Comment le gwei calcule la valeur de chaque transaction

Chaque opération consomme une quantité définie de gaz. Par exemple :

  • 21 000 unités pour un simple transfert d’ETH.

  • Plusieurs centaines de milliers pour un swap DeFi complexe.

Depuis EIP-1559, le prix final combine deux éléments :

  • La base fee, ajustée automatiquement en fonction de la congestion.

  • Le tip, optionnel, qui accélère l’exécution.

Un calcul simple : gaz utilisé × prix en gwei.
Avec une base fee de 0,291 gwei et un tip de 0,061 gwei, un transfert standard coûte 7 371 gwei, soit moins d’un centime.
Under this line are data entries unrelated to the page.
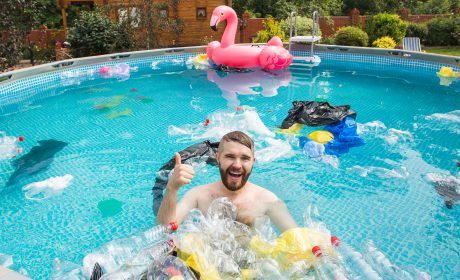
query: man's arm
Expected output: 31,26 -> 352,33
267,199 -> 298,233
156,153 -> 197,224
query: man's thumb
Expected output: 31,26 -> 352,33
174,153 -> 182,166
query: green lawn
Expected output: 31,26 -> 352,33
422,46 -> 460,56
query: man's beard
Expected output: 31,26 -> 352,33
219,165 -> 252,191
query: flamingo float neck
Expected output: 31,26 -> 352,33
220,9 -> 238,48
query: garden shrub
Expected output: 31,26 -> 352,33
334,26 -> 369,47
406,22 -> 428,42
366,13 -> 407,43
280,16 -> 321,36
372,36 -> 396,49
69,10 -> 134,57
252,17 -> 286,43
321,37 -> 335,45
426,16 -> 460,46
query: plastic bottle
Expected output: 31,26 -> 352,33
331,236 -> 382,280
83,222 -> 178,272
311,246 -> 348,280
144,222 -> 179,244
365,240 -> 413,280
100,240 -> 174,280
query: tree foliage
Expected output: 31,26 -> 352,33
0,0 -> 45,71
69,10 -> 133,57
280,16 -> 321,36
426,16 -> 460,46
232,0 -> 343,20
366,13 -> 407,43
232,0 -> 460,17
252,17 -> 286,43
334,26 -> 369,47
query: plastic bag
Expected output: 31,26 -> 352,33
281,101 -> 356,129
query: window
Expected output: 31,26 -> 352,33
160,9 -> 168,17
118,7 -> 140,27
196,8 -> 206,19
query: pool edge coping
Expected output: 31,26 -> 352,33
0,44 -> 460,87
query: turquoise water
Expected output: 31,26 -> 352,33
0,53 -> 460,279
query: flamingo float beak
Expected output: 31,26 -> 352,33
209,16 -> 219,31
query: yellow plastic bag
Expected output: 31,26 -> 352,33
250,228 -> 334,269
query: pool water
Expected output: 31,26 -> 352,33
0,53 -> 460,279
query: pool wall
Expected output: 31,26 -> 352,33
0,44 -> 460,114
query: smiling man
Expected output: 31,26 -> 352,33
157,131 -> 297,232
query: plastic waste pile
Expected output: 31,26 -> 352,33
22,174 -> 73,200
52,223 -> 178,279
53,198 -> 431,280
0,131 -> 24,160
97,63 -> 138,80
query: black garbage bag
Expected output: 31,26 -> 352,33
281,101 -> 356,129
152,140 -> 219,215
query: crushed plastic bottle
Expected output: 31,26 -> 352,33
51,258 -> 88,280
331,236 -> 382,280
311,246 -> 348,280
83,222 -> 178,273
144,222 -> 179,244
0,131 -> 23,160
364,240 -> 413,280
147,255 -> 196,280
100,240 -> 174,280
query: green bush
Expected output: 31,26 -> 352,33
69,10 -> 134,57
372,36 -> 396,49
426,16 -> 460,46
252,17 -> 286,43
321,37 -> 335,45
280,16 -> 321,36
406,22 -> 428,42
334,26 -> 369,47
366,13 -> 407,43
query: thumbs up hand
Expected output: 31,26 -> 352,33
167,153 -> 195,191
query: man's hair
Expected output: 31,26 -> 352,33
218,131 -> 254,152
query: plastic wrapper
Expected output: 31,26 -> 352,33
147,255 -> 196,280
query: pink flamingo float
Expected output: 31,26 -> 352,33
206,5 -> 293,70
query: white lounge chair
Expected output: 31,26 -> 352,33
403,37 -> 422,52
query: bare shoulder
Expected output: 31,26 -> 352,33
251,183 -> 279,201
186,183 -> 213,196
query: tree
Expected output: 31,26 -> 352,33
69,9 -> 133,57
0,0 -> 45,71
415,0 -> 458,14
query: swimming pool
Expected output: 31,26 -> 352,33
0,47 -> 460,279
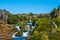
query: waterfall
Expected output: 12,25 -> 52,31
15,26 -> 20,31
53,22 -> 57,28
12,26 -> 20,38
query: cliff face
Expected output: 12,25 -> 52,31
0,21 -> 17,40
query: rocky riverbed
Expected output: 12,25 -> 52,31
0,21 -> 17,40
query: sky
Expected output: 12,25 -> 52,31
0,0 -> 60,14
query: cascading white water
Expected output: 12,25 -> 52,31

Surtout, la base fee est brûlée. Depuis 2021, ce mécanisme a déjà détruit pour plusieurs milliards de dollars d’ETH.

Où consulter en temps réel les frais de gaz Ethereum

Pour éviter de surpayer, il faut savoir où chercher l’information. Plusieurs outils fiables existent :

Grâce à eux, les utilisateurs peuvent choisir le bon moment pour transacter.

Pourquoi la sécurité d’Ethereum repose aussi sur les frais de gaz

L’Ethereum Virtual Machine (EVM) définit le coût de chaque opération en gaz.
Sous Proof-of-Stake, les validateurs disposent d’un plafond de 30 millions de gaz par bloc. S’il est dépassé, la base fee grimpe automatiquement.
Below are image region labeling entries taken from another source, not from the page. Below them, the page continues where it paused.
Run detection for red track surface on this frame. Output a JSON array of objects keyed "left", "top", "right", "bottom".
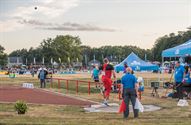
[{"left": 0, "top": 87, "right": 93, "bottom": 106}]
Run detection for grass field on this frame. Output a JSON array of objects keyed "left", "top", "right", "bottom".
[{"left": 0, "top": 73, "right": 191, "bottom": 125}]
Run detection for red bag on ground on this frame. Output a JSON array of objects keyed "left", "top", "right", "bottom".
[{"left": 119, "top": 100, "right": 126, "bottom": 113}]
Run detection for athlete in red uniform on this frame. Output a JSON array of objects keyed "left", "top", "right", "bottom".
[{"left": 100, "top": 58, "right": 116, "bottom": 106}]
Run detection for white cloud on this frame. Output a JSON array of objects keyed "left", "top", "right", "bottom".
[{"left": 0, "top": 0, "right": 79, "bottom": 32}]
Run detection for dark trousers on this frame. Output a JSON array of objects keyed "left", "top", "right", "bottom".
[
  {"left": 176, "top": 82, "right": 183, "bottom": 99},
  {"left": 123, "top": 89, "right": 139, "bottom": 118},
  {"left": 40, "top": 79, "right": 46, "bottom": 88}
]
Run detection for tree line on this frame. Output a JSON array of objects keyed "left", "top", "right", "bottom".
[{"left": 0, "top": 29, "right": 191, "bottom": 65}]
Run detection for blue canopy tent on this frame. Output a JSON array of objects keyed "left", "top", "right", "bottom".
[
  {"left": 115, "top": 52, "right": 159, "bottom": 72},
  {"left": 162, "top": 39, "right": 191, "bottom": 57}
]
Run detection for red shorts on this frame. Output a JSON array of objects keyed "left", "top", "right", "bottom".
[{"left": 102, "top": 76, "right": 112, "bottom": 97}]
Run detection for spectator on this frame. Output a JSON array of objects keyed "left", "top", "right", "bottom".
[
  {"left": 92, "top": 66, "right": 99, "bottom": 88},
  {"left": 121, "top": 67, "right": 138, "bottom": 119},
  {"left": 183, "top": 66, "right": 191, "bottom": 84},
  {"left": 38, "top": 68, "right": 48, "bottom": 88},
  {"left": 174, "top": 61, "right": 185, "bottom": 99},
  {"left": 100, "top": 58, "right": 116, "bottom": 106}
]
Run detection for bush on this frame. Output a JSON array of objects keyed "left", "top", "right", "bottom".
[{"left": 15, "top": 100, "right": 28, "bottom": 114}]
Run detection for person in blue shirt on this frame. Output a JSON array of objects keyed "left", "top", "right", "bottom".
[
  {"left": 174, "top": 61, "right": 185, "bottom": 99},
  {"left": 92, "top": 66, "right": 100, "bottom": 88},
  {"left": 121, "top": 67, "right": 138, "bottom": 119}
]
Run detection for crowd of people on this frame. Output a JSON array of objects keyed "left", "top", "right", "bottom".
[
  {"left": 174, "top": 61, "right": 191, "bottom": 99},
  {"left": 92, "top": 58, "right": 144, "bottom": 119},
  {"left": 92, "top": 58, "right": 191, "bottom": 118}
]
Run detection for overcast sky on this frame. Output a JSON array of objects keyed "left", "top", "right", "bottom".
[{"left": 0, "top": 0, "right": 191, "bottom": 53}]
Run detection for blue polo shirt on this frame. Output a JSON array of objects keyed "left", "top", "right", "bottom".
[
  {"left": 174, "top": 66, "right": 185, "bottom": 82},
  {"left": 121, "top": 73, "right": 137, "bottom": 89}
]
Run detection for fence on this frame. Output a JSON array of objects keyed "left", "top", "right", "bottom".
[{"left": 50, "top": 78, "right": 121, "bottom": 99}]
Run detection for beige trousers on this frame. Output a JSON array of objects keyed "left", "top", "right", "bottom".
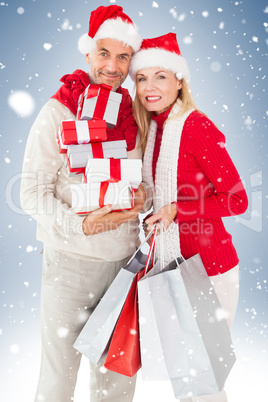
[
  {"left": 181, "top": 265, "right": 239, "bottom": 402},
  {"left": 35, "top": 248, "right": 136, "bottom": 402}
]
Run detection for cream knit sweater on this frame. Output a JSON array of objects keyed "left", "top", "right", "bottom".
[{"left": 21, "top": 99, "right": 142, "bottom": 261}]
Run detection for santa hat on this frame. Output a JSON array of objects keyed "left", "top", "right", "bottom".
[
  {"left": 78, "top": 5, "right": 142, "bottom": 54},
  {"left": 129, "top": 33, "right": 190, "bottom": 81}
]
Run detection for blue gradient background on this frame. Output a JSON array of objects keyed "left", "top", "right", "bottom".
[{"left": 0, "top": 0, "right": 268, "bottom": 402}]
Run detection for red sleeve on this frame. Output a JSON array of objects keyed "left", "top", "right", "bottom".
[{"left": 177, "top": 116, "right": 248, "bottom": 221}]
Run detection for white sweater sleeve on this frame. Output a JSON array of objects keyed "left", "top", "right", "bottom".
[{"left": 21, "top": 99, "right": 84, "bottom": 240}]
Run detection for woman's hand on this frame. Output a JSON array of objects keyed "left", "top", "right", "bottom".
[
  {"left": 82, "top": 184, "right": 146, "bottom": 236},
  {"left": 145, "top": 204, "right": 177, "bottom": 234}
]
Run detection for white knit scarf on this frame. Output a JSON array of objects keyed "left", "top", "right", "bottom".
[{"left": 143, "top": 100, "right": 193, "bottom": 264}]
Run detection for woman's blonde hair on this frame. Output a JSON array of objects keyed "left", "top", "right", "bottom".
[{"left": 133, "top": 78, "right": 203, "bottom": 152}]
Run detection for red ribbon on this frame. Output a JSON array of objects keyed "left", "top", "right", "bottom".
[
  {"left": 99, "top": 180, "right": 109, "bottom": 208},
  {"left": 109, "top": 158, "right": 121, "bottom": 183},
  {"left": 86, "top": 84, "right": 112, "bottom": 120},
  {"left": 76, "top": 89, "right": 86, "bottom": 120},
  {"left": 91, "top": 142, "right": 104, "bottom": 159},
  {"left": 66, "top": 154, "right": 86, "bottom": 174},
  {"left": 99, "top": 158, "right": 121, "bottom": 208}
]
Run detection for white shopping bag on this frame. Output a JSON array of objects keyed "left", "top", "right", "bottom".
[
  {"left": 73, "top": 226, "right": 155, "bottom": 364},
  {"left": 138, "top": 255, "right": 236, "bottom": 399}
]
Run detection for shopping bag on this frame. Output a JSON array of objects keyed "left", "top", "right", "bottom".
[
  {"left": 104, "top": 227, "right": 156, "bottom": 377},
  {"left": 73, "top": 226, "right": 157, "bottom": 364},
  {"left": 138, "top": 254, "right": 236, "bottom": 399},
  {"left": 104, "top": 270, "right": 144, "bottom": 377},
  {"left": 73, "top": 250, "right": 147, "bottom": 364}
]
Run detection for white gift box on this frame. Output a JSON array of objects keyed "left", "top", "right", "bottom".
[
  {"left": 85, "top": 159, "right": 142, "bottom": 189},
  {"left": 80, "top": 85, "right": 122, "bottom": 128},
  {"left": 71, "top": 181, "right": 134, "bottom": 215},
  {"left": 67, "top": 140, "right": 127, "bottom": 168}
]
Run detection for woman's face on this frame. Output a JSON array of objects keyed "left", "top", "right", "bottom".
[{"left": 136, "top": 67, "right": 182, "bottom": 114}]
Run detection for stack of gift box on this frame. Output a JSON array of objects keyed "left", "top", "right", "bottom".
[{"left": 58, "top": 84, "right": 141, "bottom": 215}]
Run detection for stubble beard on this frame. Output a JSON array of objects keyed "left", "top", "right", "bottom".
[{"left": 89, "top": 63, "right": 126, "bottom": 92}]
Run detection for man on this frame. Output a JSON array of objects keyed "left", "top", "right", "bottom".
[{"left": 21, "top": 5, "right": 148, "bottom": 402}]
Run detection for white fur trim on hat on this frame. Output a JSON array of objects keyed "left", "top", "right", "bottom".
[
  {"left": 78, "top": 18, "right": 142, "bottom": 54},
  {"left": 129, "top": 48, "right": 190, "bottom": 81}
]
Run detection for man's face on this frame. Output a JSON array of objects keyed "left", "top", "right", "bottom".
[{"left": 86, "top": 39, "right": 133, "bottom": 91}]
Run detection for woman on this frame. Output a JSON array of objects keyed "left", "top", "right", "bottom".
[{"left": 130, "top": 33, "right": 248, "bottom": 402}]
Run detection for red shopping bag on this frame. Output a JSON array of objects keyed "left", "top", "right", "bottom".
[{"left": 104, "top": 230, "right": 156, "bottom": 377}]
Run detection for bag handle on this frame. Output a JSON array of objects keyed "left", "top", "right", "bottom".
[
  {"left": 158, "top": 221, "right": 188, "bottom": 271},
  {"left": 127, "top": 225, "right": 156, "bottom": 265},
  {"left": 144, "top": 225, "right": 157, "bottom": 275}
]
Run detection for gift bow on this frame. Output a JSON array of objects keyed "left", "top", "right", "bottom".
[
  {"left": 99, "top": 158, "right": 121, "bottom": 208},
  {"left": 77, "top": 84, "right": 112, "bottom": 120}
]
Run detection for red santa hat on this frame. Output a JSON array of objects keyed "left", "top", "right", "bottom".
[
  {"left": 78, "top": 5, "right": 142, "bottom": 54},
  {"left": 129, "top": 33, "right": 190, "bottom": 81}
]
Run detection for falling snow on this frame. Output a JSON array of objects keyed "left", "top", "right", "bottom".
[{"left": 0, "top": 0, "right": 268, "bottom": 402}]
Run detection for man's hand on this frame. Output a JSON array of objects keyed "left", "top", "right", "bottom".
[{"left": 82, "top": 184, "right": 146, "bottom": 236}]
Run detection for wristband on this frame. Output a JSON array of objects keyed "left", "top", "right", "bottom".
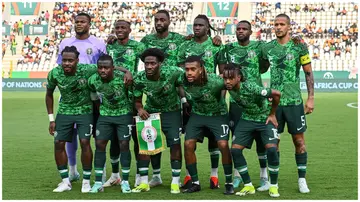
[
  {"left": 181, "top": 97, "right": 187, "bottom": 104},
  {"left": 49, "top": 114, "right": 55, "bottom": 122}
]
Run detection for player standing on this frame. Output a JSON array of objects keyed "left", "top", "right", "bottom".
[
  {"left": 132, "top": 48, "right": 183, "bottom": 194},
  {"left": 177, "top": 15, "right": 224, "bottom": 189},
  {"left": 220, "top": 20, "right": 270, "bottom": 191},
  {"left": 263, "top": 14, "right": 314, "bottom": 193},
  {"left": 223, "top": 64, "right": 280, "bottom": 197},
  {"left": 141, "top": 10, "right": 221, "bottom": 187},
  {"left": 57, "top": 13, "right": 106, "bottom": 181},
  {"left": 46, "top": 46, "right": 96, "bottom": 193},
  {"left": 103, "top": 19, "right": 145, "bottom": 187},
  {"left": 183, "top": 56, "right": 234, "bottom": 194},
  {"left": 88, "top": 55, "right": 133, "bottom": 193}
]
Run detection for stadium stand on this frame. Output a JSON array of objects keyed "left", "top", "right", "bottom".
[{"left": 2, "top": 2, "right": 358, "bottom": 78}]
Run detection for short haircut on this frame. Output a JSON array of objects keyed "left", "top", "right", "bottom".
[
  {"left": 275, "top": 13, "right": 290, "bottom": 24},
  {"left": 223, "top": 63, "right": 245, "bottom": 82},
  {"left": 114, "top": 19, "right": 131, "bottom": 26},
  {"left": 185, "top": 55, "right": 205, "bottom": 67},
  {"left": 75, "top": 13, "right": 91, "bottom": 24},
  {"left": 140, "top": 48, "right": 165, "bottom": 62},
  {"left": 194, "top": 14, "right": 217, "bottom": 36},
  {"left": 61, "top": 46, "right": 80, "bottom": 58},
  {"left": 97, "top": 54, "right": 114, "bottom": 66},
  {"left": 155, "top": 10, "right": 170, "bottom": 20},
  {"left": 238, "top": 20, "right": 251, "bottom": 30}
]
Ce système crée une incitation économique : plus une transaction paie de tips, plus elle sera traitée vite. En parallèle, le burn empêche toute manipulation artificielle des frais.

Face à des menaces comme le MEV (Maximal Extractable Value), Ethereum prépare déjà des solutions, comme les mempools chiffrés.

Enfin, les Layer-2 comme Optimism, Arbitrum ou Base permettent de réduire les coûts à moins d’un centime tout en bénéficiant de la sécurité du réseau principal.

Pourquoi 2025 marque un tournant pour les frais de gaz

Depuis quelques mois, Ethereum affiche des frais historiquement bas : environ 0,291 gwei en moyenne.
Un contraste saisissant avec 2021, où certaines transactions coûtaient plusieurs dizaines de dollars.

Cette baisse n’est pas un hasard. Elle résulte de plusieurs avancées techniques :

  • The Merge (2022) : transition vers Proof-of-Stake.

  • Dencun (2024) avec les blobs (EIP-4844) : stockage de données à moindre coût.

  • Améliorations continues de la scalabilité, en préparation du futur sharding.

Résultat : même avec un ETH à des sommets, le réseau reste accessible.

Quelles perspectives pour les gwei dans les années à venir

L’avenir d’Ethereum s’écrit avec une ambition claire : rendre les frais négligeables.
Le sharding promet un débit démultiplié. Les Layer-2 de nouvelle génération, comme MegaETH, pourraient atteindre 100 000 transactions par seconde.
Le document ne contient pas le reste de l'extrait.